The article talked of Wilson’s triumph over finding the serial killer. Though it was a tragedy that two people had died, there was also some consolation in the fact that he had been stopped before creating any more havoc. This I knew to be true, if it was true that Bitan was the killer; some of the most notorious serial killers in the country had left a trail years’ long and littered with literally hundreds of bodies. They were also known to change their killing methods. If the two medical professionals’ deaths were Bitan’s work, then he had been stopped very early in his career.

Then, of course, there was an obvious note of difference between the first two killings and Sáenz’s death: Diego Sáenz was not a medical professional. He was a reporter. “If Bitan is innocent, maybe the killer’s not only changing his M.O., but also his type of victim,” I muttered, writing that down as well.

There were other responsibilities, ones that I did not really care to do, for they meant reopening the Hatcher and Kim cases. One, obviously, was to visit Benny Bitan in prison. But another was to interview once again the people who knew the doctor and the nurse. This meant visiting Hatcher’s family and stopping by places to get to know more about Kim’s life, such as making a visit to the soup kitchen where she volunteered. I also had to visit the Evidence Department and study the two jade pyramids found on Hatcher and Kim, and see if they matched up to or differed somewhat from the pyramid I found next to Sáenz’s chalk line.

I looked up from my kitchen table.
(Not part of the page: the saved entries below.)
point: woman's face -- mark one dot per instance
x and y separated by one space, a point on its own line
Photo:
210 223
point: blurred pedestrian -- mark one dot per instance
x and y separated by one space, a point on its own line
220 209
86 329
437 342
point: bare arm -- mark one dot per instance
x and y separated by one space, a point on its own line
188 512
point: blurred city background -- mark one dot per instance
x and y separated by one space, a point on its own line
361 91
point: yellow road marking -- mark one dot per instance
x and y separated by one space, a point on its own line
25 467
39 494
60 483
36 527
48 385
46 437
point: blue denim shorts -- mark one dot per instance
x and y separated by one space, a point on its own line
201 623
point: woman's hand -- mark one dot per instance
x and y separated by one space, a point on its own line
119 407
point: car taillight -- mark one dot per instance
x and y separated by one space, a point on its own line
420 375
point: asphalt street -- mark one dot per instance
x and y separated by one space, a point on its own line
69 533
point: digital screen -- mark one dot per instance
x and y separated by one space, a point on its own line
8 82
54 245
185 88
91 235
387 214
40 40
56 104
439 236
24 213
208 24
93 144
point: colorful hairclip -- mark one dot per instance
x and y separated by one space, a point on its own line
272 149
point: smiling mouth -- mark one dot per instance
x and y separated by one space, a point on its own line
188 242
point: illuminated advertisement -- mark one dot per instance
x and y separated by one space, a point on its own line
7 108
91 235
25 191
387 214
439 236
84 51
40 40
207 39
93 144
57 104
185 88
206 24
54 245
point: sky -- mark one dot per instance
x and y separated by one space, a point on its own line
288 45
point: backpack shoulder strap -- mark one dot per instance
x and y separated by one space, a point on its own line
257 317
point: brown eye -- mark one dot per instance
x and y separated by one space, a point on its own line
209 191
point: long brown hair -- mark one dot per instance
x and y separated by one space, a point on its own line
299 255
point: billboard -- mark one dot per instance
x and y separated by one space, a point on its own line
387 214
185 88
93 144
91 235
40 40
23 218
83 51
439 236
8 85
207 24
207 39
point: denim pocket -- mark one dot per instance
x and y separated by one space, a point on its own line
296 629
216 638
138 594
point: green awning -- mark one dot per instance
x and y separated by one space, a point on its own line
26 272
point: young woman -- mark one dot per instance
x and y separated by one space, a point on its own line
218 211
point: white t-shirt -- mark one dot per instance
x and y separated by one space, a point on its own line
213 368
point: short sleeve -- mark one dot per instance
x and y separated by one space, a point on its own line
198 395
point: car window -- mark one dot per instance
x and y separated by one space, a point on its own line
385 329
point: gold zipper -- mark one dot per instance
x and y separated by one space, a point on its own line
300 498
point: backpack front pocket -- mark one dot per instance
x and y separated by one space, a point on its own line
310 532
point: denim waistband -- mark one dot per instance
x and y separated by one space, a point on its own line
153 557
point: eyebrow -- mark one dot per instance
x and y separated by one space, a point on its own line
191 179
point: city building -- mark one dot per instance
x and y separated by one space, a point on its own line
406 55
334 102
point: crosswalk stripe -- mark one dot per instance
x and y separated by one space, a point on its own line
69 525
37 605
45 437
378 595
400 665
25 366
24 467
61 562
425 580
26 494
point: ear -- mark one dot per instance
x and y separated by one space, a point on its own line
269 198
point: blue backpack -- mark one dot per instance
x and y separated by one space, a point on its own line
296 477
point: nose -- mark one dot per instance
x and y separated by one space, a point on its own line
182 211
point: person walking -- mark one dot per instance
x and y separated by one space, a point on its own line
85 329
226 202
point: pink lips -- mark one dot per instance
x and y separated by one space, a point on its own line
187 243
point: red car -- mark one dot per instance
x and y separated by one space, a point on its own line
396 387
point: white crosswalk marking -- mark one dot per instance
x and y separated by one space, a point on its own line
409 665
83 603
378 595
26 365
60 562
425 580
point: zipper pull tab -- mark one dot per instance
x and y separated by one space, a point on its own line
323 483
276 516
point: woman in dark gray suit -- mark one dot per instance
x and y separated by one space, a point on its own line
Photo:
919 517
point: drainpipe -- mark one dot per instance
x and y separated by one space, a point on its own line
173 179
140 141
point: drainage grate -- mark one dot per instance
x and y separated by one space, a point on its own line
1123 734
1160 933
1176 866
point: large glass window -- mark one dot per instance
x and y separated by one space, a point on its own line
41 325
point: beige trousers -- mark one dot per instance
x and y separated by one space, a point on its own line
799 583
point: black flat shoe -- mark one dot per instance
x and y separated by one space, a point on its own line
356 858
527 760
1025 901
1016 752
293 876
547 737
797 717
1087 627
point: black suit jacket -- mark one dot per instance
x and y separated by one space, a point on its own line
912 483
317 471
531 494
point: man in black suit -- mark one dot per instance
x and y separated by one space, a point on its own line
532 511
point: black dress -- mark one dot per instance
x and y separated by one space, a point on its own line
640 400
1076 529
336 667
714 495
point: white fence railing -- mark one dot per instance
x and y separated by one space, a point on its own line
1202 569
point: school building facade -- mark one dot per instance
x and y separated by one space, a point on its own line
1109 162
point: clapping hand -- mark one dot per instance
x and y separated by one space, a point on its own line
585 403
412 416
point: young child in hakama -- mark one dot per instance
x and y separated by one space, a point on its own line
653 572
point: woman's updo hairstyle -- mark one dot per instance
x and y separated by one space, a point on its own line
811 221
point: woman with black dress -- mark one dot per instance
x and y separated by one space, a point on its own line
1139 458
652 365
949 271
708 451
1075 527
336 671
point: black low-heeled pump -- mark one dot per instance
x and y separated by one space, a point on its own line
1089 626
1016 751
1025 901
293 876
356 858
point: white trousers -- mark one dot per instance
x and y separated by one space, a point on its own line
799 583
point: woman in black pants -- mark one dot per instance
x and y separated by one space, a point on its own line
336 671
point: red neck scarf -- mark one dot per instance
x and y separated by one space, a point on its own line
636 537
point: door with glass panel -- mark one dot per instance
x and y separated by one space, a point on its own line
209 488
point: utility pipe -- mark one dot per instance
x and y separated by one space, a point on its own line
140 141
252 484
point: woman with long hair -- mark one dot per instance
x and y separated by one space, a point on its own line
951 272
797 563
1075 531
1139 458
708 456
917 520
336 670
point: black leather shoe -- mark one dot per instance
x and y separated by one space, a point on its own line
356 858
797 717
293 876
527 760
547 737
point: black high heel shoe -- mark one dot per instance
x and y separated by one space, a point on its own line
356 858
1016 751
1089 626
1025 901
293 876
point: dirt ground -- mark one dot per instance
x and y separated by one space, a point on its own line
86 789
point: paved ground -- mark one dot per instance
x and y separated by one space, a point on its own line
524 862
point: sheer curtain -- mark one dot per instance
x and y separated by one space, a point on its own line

It was past midnight. “God, girl, you better get to bed.” I dragged away, turned off the light, and walked down the hall.

I crawled into bed without even brushing my teeth. I was just about to fall asleep when I heard a sound at the bottom of my bed. It thumped away at the baseboard. I jumped. The stories from the newspapers whipped around my head. Then I knew. “Hijo, what are you doing up?”

Sergio did not say anything, too sleepy to respond. From the nightlight I could see him rubbing his face with one fist. Usually I would have taken him and led him back to bed, or carried him back when he was too asleep to make the trek himself. But not tonight. Though I tried to brush away the articles that I had just spent the past hour with, they still pricked at my skull. The thought of Diego Sáenz’s bloody head also kept me awake. “Veníte, mi corazón,” I said, asking him, my little heart, to come to me. He crawled up in bed and lay his head upon my bicep. I pulled the covers over both of us, then pushed my nose a couple of times through his thick black hair. It was perfect; he helped me move toward dreams.